Graves was among several current and former lawmakers to emphasize a need for arriving at a way to address the looming transportation funding shortfall during Infrastructure Week, which kicked off May 16.
At an event hosted by the American Society of Civil Engineers, Sens. Shelley Capito (R-W.Va.) and Ben Cardin (D-Md.) reassured stakeholders they would press colleagues in the Senate to address infrastructure funding.
At another event, hosted by the Association of Equipment Manufacturers, House Transportation and Infrastructure Committee member Rep. Garret Graves (R-La.) noted that when states see a long-term commitment of federal dollars for infrastructure, state and local governments will realize economic growth.

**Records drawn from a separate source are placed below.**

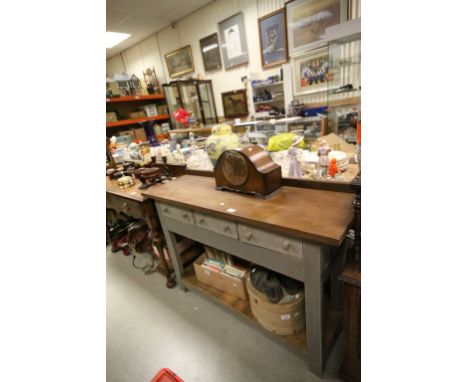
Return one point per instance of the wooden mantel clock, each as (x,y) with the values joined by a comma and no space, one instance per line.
(249,170)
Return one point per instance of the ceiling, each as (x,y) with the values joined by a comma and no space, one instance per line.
(142,18)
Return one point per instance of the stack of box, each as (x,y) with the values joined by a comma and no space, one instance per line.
(218,269)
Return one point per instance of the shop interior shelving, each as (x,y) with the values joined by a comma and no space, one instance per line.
(125,122)
(135,98)
(125,104)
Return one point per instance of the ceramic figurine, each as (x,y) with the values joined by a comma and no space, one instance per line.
(221,139)
(178,155)
(324,162)
(333,169)
(295,170)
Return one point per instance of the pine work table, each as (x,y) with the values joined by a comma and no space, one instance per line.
(299,232)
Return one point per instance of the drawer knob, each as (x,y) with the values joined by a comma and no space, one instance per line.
(125,208)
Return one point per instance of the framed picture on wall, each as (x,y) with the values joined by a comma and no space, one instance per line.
(210,52)
(180,61)
(235,104)
(233,42)
(273,41)
(311,72)
(307,20)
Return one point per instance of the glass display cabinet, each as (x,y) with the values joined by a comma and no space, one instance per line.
(344,87)
(195,96)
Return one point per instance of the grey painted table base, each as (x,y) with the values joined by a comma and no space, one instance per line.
(318,263)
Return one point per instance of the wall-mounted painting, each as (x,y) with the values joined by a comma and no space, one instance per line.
(233,41)
(311,72)
(210,52)
(307,20)
(180,61)
(235,104)
(273,41)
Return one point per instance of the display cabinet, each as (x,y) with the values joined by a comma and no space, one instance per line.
(195,96)
(260,131)
(344,86)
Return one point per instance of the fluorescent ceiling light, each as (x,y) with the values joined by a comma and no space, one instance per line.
(115,38)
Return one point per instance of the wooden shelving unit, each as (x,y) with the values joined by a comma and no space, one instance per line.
(148,97)
(126,122)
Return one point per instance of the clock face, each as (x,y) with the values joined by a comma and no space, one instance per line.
(234,168)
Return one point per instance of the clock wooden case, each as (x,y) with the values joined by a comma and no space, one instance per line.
(250,170)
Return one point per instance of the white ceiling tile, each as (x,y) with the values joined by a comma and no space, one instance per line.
(142,18)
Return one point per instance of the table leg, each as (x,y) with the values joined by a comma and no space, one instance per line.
(158,241)
(313,287)
(172,248)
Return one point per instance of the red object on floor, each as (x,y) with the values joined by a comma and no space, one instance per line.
(166,375)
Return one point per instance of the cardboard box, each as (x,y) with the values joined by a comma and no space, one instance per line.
(126,132)
(218,280)
(140,134)
(111,117)
(137,114)
(163,109)
(150,110)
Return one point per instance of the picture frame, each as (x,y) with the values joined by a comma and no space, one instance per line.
(233,41)
(307,21)
(235,104)
(180,61)
(209,47)
(311,72)
(272,33)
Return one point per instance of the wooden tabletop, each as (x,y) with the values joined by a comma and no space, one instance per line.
(132,193)
(319,215)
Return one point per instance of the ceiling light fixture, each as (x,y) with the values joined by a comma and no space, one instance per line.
(115,38)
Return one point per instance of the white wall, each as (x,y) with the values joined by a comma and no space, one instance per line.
(203,22)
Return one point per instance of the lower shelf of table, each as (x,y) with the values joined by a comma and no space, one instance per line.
(297,342)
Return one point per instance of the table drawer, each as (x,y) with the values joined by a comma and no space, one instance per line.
(126,206)
(270,240)
(220,226)
(183,215)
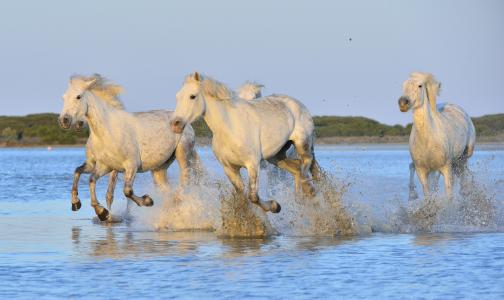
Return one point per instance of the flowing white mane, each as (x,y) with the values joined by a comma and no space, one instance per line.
(106,90)
(212,87)
(250,90)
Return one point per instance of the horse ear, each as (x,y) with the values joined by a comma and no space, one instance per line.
(90,83)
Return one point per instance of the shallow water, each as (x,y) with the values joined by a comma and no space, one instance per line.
(48,251)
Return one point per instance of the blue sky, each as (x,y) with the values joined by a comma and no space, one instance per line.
(301,48)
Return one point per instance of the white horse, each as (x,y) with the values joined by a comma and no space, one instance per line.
(442,137)
(122,142)
(250,90)
(246,132)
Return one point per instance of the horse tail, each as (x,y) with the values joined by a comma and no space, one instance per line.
(196,164)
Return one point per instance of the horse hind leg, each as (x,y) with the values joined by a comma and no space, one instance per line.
(101,212)
(462,171)
(86,168)
(271,205)
(290,165)
(160,179)
(315,169)
(111,188)
(304,150)
(129,178)
(412,190)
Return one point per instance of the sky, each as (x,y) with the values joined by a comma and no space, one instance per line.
(346,58)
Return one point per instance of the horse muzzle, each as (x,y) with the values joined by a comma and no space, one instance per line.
(404,104)
(65,122)
(79,125)
(177,125)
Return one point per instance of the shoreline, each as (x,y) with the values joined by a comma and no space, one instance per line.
(350,143)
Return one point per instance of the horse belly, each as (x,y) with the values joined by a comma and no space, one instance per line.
(156,141)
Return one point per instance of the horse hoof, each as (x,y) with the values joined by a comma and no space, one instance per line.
(76,206)
(275,207)
(147,200)
(104,215)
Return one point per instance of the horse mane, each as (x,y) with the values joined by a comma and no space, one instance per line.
(250,90)
(432,85)
(106,90)
(213,88)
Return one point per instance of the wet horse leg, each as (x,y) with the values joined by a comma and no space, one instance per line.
(233,173)
(111,188)
(422,174)
(86,167)
(271,205)
(412,191)
(448,180)
(183,154)
(129,178)
(160,179)
(304,150)
(292,166)
(101,212)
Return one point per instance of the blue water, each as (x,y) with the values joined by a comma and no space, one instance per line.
(48,251)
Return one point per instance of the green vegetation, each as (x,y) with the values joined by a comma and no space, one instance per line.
(39,129)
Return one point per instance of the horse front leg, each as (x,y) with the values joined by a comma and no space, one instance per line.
(101,212)
(233,174)
(304,150)
(271,205)
(422,174)
(448,179)
(412,192)
(86,167)
(129,178)
(111,188)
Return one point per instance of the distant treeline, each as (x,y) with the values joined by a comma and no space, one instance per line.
(43,129)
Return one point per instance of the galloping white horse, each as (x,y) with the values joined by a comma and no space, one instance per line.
(246,132)
(442,137)
(122,142)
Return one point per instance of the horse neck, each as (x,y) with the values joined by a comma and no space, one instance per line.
(426,119)
(98,117)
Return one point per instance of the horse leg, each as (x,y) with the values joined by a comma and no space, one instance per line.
(434,180)
(422,174)
(448,178)
(111,188)
(465,188)
(412,194)
(303,148)
(271,205)
(183,154)
(233,173)
(160,179)
(292,166)
(86,167)
(101,212)
(129,178)
(315,167)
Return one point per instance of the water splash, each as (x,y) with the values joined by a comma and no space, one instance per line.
(340,207)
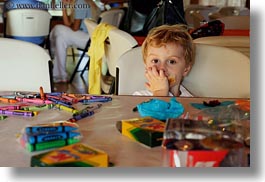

“If you have the right spending criteria, decision criteria, in place, you actually save money or generate economic activity by making the right investments,” he said.
While funding large-scale infrastructure projects had garnered bipartisan support for many decades, a bloc of conservative lawmakers on Capitol Hill has pushed back on funding such projects in recent years.
At the Association of Equipment Manufacturers event, Kansas City, Missouri, Mayor Sly James offered a municipal perspective.
“As one of the U.S. Department of Transportation’s ‘Smart Cities’ finalists, we’ve sought in Kansas City to adopt a forward-looking approach to our infrastructure,” said James, who lamented that there are policymakers who rank infrastructure needs last on their list of priorities.
DOT pledged up to $40 million to a city that adopts innovative technologies, such as self-driving cars, connected vehicles and smart sensors, in their transportation grid.